Nato nel 1970. Presidente di GayLib, associazione dei gay di centrodestra, dal 1997. Autore di diversi studi sul mondo dell'omosessualità fra i quali "L'omodelinquente. Scandali e delitti gay dall'Unità a Giolitti" (2006) e "Omosessuali? Compagni che sbagliano. Comunismo e omosessualità" (2010). E' membro dell'Assemblea nazionale di FLI.

One Response to “Trentino Alto Adige, Libertà non si traduce con Freiheit”

  1. Justin scrive:

    E’ un post che condivido.
    C’è da dire però che se quelli come Oliari la smettessero di invocare la creazione del ghetto legale per indegni del matrimonio civile (vedi l’unione omoaffettiva) e la smettessero di inneggiare a proibizioni originate da ignoranza e omofobia (vedi il no all’accesso delle coppie dello stesso sesso all’adozione di bambini ed alla fecondazione) le cose potrebbero andare meglio. I gay che, nei fatti, accettano di essere considerati e trattati da inferiori… i gay che non contrastano e anzi fanno propria la squallida propaganda omofobica spacciata addirittura per scienza… sono i migliori legittimatori mediatici e politici della discriminazione e del pregiudizio. E questo al di la di quelle che possono benissimo essere le loro migliori intenzioni e di quelli che sono i loro migliori discorsi su uguaglianza famiglia e matrimonio.

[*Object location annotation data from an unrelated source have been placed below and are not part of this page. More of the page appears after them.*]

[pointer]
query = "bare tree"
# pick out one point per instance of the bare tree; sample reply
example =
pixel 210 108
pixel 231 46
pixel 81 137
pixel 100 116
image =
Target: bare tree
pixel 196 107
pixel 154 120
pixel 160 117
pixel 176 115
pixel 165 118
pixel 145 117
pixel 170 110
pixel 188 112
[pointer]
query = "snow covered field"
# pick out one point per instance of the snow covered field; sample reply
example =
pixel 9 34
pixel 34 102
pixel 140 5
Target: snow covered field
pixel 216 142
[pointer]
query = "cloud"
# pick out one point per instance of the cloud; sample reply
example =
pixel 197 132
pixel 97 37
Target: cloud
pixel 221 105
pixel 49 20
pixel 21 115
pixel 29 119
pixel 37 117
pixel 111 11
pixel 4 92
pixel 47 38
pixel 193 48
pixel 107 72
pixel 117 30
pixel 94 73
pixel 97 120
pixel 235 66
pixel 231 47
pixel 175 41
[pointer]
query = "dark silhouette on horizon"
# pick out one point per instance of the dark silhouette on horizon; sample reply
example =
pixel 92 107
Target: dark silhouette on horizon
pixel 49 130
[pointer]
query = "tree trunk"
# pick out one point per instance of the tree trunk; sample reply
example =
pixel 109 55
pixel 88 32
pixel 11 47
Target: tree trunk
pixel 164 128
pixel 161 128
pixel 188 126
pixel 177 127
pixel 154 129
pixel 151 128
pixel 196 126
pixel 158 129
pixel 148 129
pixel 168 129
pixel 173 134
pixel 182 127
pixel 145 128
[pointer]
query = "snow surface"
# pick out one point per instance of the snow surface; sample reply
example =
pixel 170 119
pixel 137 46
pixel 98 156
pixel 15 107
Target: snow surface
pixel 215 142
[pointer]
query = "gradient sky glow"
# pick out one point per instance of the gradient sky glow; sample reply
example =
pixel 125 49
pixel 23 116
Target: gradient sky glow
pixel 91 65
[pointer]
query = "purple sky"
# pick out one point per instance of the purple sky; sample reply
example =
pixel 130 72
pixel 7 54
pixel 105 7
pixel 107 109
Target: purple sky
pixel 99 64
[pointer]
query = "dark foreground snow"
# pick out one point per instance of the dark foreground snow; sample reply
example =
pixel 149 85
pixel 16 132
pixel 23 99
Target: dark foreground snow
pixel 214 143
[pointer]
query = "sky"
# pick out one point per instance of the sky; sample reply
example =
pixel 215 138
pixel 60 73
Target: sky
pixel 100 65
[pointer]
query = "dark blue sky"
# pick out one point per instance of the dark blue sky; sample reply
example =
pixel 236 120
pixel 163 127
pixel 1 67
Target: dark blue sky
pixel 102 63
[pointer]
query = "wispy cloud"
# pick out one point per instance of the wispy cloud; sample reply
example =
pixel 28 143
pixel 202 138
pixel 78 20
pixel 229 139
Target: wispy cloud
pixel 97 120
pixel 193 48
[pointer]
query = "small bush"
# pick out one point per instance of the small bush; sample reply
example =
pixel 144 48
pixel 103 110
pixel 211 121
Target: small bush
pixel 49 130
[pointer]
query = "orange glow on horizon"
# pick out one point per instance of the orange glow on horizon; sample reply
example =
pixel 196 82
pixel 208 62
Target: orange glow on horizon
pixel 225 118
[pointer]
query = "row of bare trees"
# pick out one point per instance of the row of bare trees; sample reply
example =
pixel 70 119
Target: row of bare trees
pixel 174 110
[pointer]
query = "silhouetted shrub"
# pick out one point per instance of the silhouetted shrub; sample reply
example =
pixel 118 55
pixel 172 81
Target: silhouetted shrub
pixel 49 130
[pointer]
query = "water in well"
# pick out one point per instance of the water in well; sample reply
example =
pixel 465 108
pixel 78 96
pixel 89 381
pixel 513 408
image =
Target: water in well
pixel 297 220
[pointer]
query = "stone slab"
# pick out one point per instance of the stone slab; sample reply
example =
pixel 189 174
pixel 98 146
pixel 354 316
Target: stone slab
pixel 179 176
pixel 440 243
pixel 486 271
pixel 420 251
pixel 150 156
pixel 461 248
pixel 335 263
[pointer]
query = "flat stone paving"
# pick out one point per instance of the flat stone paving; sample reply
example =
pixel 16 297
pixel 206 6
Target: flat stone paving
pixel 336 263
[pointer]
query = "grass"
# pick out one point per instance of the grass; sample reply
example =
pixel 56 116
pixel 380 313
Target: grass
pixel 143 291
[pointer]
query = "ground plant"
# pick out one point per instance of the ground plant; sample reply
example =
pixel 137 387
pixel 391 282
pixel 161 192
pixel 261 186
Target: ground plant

    Ricordo che le maggiori organizzazioni al mondo di esperti in psicologia, psichiatria, psicanalisi, pediatria, ecc hanno nettamente smentito che esista un fantomatico bisogno dei bambini di avere genitori che siano per forza di sesso differente; hanno anche constatato da tempo che chi viene allevato da genitori dello stesso sesso cresce benissimo, in equilibrio psico-fisico, e in serenità. Non a caso sono anni e anni che invitano in coro a eliminare l’esclusione delle coppie dello stesso sesso dalla possibilità di adottare bambini, laddove tale esclusione esista.

    Cito alcune autorevoli prese di posizione:

    Gay and lesbian individuals and couples are capable of meeting the best interest of the child and should be afforded the same rights and should accept the same responsibilities as heterosexual parents.
    (American Psychoanalytic Association)

    Children with parents who are homosexual can have the same advantages and the same expectations for health, adjustment, and development as can children whose parents are heterosexual. When 2 adults participate in parenting a child, they and the child deserve
    the serenity that comes with legal recognition.
    (American Academy of Pediatrics)

    Gay and lesbian couples and individuals should be allowed to become parents through adoption, fostering and new reproductive technologies, subject to the same type of screening used with heterosexual couples and individuals.
    (American Psychiatric Association)

    Children raised by same-sex couples have been shown to be on par with the children of opposite-sex couples in their psychological adjustment, cognitive abilities and social functioning.